ベルリン映画祭、チャン・イーモウの新作含む中国映画2本が上映取りやめに

2019年2月15日 13:00


チャン・イーモウ監督(2015年の来日時に撮影)
チャン・イーモウ監督(2015年の来日時に撮影)

[映画.com ニュース] 2月7日に開幕したベルリン国際映画祭で、コンペティション部門の後半に上映が予定されていたチャン・イーモウの新作「One Second」が、突如キャンセルになり波紋が広がっている。映画祭側の公式の理由は、「ポストプロダクションの技術的問題による遅れ」というアバウトなものだが、このタイミングにおける取りやめとあって説得力に欠け、「中国政府の検閲によるのではないか」という噂が飛び交った。公式カタログに掲載された解説によると、文化大革命の時代に収容所から脱走した囚人と親のいない少女の物語とか。

さらに今年はもう1本、中国映画が映画祭直前にキャンセルされた。「ジェネレーション14プラス」に入っていたデレク・ウォン=チュン・ツァンの「Better Days」という作品で、こちらも公式の理由は、ポストプロダクションの遅れ。もちろん、映画祭のセレクションは作品の完成を待たずに決まる場合もあるので、ありえないわけではないのだが、2本とも公式プログラムにもしっかり掲載されている。もしも政治的な理由に寄るものだとしたら、ベルリンだけに発表してほしいところだが、映画祭側からも今のところこれ以上の詳しい説明は得られない。

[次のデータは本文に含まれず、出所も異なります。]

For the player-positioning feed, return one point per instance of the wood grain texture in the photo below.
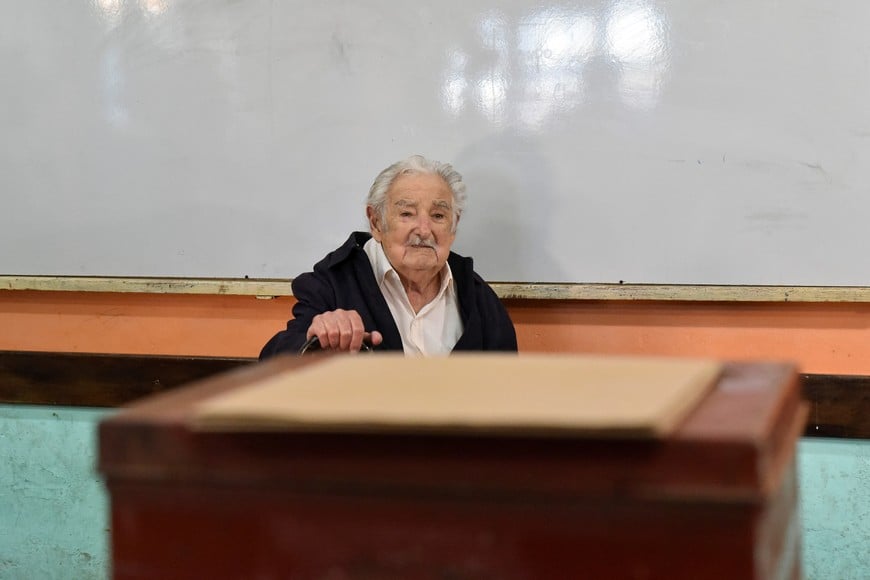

前半を過ぎた映画祭の評判は、モンゴルの砂漠にひとり逞しく生きる女性を描いた「ONDOG」、大学出のヒロインが仕事にありつけず、女性蔑視の困難な環境を生き抜くさまをユーモアも交えて描いたマケドニア映画「God Exists, Her Name is Petrunya」がもっとも評価が高い。続いてフランソワ・オゾンが未成年のセクシャル・ハラスメントで訴えられた神父の実話を取り上げた「By the Grace of God」も、高評価を得ている。オゾン自身、「『スポットライト 世紀のスクープ』のフランス版と呼んでもらって構わないよ」と語る通り、彼にとって初の社会派映画と呼べる、骨太な作りである。